Parabéns ao Instituto Santo Atanásio por ter entrado na justiça contra esse carteiraço do governo. A Gazeta do Povo noticiou o caso, podendo se inteirar sobre ele aqui. Apenas para não alongar, encerro com a citação de dois trechos da ação:
Por fim, a Resolução SESA N°1434/2020 requisita a publicidade em lugar visível do responsável legal pela celebração religiosa (…)
Qual a fundamentação sanitária desta norma? Absolutamente nenhuma.

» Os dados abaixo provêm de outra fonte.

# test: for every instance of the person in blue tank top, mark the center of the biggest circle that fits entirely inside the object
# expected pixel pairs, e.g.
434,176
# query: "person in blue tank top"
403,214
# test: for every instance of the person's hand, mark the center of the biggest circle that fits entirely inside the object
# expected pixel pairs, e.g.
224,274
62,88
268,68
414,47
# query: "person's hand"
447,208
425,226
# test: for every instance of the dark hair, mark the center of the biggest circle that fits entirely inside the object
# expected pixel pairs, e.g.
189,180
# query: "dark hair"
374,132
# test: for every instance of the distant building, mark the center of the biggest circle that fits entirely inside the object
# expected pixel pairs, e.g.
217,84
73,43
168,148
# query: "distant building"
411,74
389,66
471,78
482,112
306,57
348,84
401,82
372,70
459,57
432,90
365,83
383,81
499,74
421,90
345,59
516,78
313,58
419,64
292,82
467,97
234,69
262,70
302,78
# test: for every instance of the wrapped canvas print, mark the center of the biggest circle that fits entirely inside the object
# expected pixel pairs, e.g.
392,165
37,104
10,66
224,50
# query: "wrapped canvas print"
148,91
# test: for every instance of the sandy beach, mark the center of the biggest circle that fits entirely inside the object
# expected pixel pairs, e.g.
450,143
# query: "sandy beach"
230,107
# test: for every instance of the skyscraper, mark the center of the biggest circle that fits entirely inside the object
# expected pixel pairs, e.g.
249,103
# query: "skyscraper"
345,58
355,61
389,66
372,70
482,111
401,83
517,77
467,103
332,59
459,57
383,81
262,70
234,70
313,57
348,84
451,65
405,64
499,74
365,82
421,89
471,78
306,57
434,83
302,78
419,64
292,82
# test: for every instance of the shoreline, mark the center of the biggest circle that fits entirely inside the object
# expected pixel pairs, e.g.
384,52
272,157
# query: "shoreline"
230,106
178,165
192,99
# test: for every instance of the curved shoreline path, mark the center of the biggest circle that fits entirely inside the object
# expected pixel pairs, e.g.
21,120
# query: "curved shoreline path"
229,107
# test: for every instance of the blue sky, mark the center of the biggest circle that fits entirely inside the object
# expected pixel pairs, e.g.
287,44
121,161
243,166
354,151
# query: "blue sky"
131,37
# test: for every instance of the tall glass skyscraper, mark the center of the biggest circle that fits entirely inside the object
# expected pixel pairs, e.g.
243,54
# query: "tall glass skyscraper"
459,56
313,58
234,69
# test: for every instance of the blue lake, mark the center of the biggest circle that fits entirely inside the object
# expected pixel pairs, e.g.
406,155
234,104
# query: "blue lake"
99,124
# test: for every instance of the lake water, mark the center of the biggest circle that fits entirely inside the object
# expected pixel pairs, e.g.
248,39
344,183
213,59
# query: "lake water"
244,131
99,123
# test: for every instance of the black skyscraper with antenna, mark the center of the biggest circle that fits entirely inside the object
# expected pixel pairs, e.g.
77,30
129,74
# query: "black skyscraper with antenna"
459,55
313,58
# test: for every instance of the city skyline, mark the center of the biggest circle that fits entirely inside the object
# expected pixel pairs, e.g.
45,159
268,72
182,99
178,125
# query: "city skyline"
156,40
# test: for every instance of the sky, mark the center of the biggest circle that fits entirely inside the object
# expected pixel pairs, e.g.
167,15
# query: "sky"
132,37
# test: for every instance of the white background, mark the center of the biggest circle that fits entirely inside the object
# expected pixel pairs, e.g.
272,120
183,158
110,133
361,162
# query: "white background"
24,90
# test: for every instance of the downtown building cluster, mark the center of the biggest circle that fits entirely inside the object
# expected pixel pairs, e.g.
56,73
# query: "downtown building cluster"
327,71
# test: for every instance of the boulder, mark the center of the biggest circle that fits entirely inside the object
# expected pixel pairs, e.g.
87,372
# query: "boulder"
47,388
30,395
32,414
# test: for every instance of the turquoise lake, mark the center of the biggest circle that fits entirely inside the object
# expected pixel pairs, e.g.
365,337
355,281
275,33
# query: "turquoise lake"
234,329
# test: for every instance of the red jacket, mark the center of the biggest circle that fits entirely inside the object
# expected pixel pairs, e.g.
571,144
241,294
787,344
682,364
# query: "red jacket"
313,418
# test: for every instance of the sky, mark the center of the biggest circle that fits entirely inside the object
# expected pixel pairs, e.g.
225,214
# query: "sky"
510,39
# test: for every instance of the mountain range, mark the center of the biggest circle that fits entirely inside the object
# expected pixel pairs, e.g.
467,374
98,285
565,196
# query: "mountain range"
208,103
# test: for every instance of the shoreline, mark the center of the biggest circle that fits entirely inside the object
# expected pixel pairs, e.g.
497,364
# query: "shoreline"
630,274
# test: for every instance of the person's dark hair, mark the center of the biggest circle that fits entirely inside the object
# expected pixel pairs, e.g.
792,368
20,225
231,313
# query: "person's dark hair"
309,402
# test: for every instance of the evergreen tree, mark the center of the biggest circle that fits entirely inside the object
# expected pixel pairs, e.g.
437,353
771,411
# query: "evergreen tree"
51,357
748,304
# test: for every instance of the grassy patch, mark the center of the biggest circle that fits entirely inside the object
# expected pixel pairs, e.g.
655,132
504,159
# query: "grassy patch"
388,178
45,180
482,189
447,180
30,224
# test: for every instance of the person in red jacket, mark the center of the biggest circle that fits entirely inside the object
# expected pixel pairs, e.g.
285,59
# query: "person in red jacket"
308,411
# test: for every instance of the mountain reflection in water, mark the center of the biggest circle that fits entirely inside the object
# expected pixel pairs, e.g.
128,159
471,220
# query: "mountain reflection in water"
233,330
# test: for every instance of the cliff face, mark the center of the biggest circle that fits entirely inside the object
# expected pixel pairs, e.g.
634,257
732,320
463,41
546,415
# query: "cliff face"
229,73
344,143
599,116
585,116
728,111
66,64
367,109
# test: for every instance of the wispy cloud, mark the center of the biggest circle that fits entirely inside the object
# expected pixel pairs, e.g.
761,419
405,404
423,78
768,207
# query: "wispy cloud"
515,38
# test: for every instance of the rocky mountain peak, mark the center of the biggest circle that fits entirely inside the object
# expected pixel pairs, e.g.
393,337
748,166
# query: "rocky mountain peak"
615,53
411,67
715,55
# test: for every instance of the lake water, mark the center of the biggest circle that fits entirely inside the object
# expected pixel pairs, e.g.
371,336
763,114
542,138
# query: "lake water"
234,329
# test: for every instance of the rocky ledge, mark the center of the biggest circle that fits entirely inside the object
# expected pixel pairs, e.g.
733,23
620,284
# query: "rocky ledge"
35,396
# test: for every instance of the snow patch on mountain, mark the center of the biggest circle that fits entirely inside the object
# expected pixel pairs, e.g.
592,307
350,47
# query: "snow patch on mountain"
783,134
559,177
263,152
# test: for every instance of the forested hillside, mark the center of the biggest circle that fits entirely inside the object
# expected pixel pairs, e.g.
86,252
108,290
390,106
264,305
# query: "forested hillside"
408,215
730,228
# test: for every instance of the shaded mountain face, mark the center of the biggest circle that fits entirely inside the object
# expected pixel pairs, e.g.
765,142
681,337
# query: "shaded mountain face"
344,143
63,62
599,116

Esse é o problema. O carteiraço tem imaginação fértil, alega boas intenções, mas carece de fundamentação real. Para encerrar:
Ao analisar o ordenamento federal e estadual, identificam-se em geral quatro fontes legais principais de restrição a direitos, fundamentadas na proteção contra a pandemia:
1) Uso de máscara de proteção individual (nível federal) – art. 3º-A, Lei Federal 13.979/2020;
2) Uso de máscara de proteção individual e disponibilização de álcool em gel a 70% (nível estadual – sem mencionar estabelecimentos religiosos), – art. 1º, Lei Estadual no 20.189/2020;
3) Esterilização de ambientes – art. 1º, Lei Estadual no 20.187/2020 (nível estadual – sem mencionar estabelecimentos religiosos);
4) Limitação do número de pessoas art. 1º, p.u., Lei Estadual no 20.205/2020.Desse modo, as limitações legais e legítimas ao culto têm se resumido a três: uso de máscaras, disponibilidade de álcool em gel, número de pessoas e esterilização de ambientes.
A Resolução 1434/2020, no entanto, inova no ordenamento jurídico: estabelece restrições duríssimas, especialmente em seus arts. 15, 16, 19, 20, 31 e 32, sem amparo legal ou constitucional. Ou seja, aquilo que nem as leis, nem os decretos realizaram, uma mera resolução de órgão público arroga-se na competência de fazer.
É notável que a Resolução não contenha menção alguma a Lei Estadual ou Federal específica que a suporte em suas medidas. Isso é óbvio: realmente não há base legal.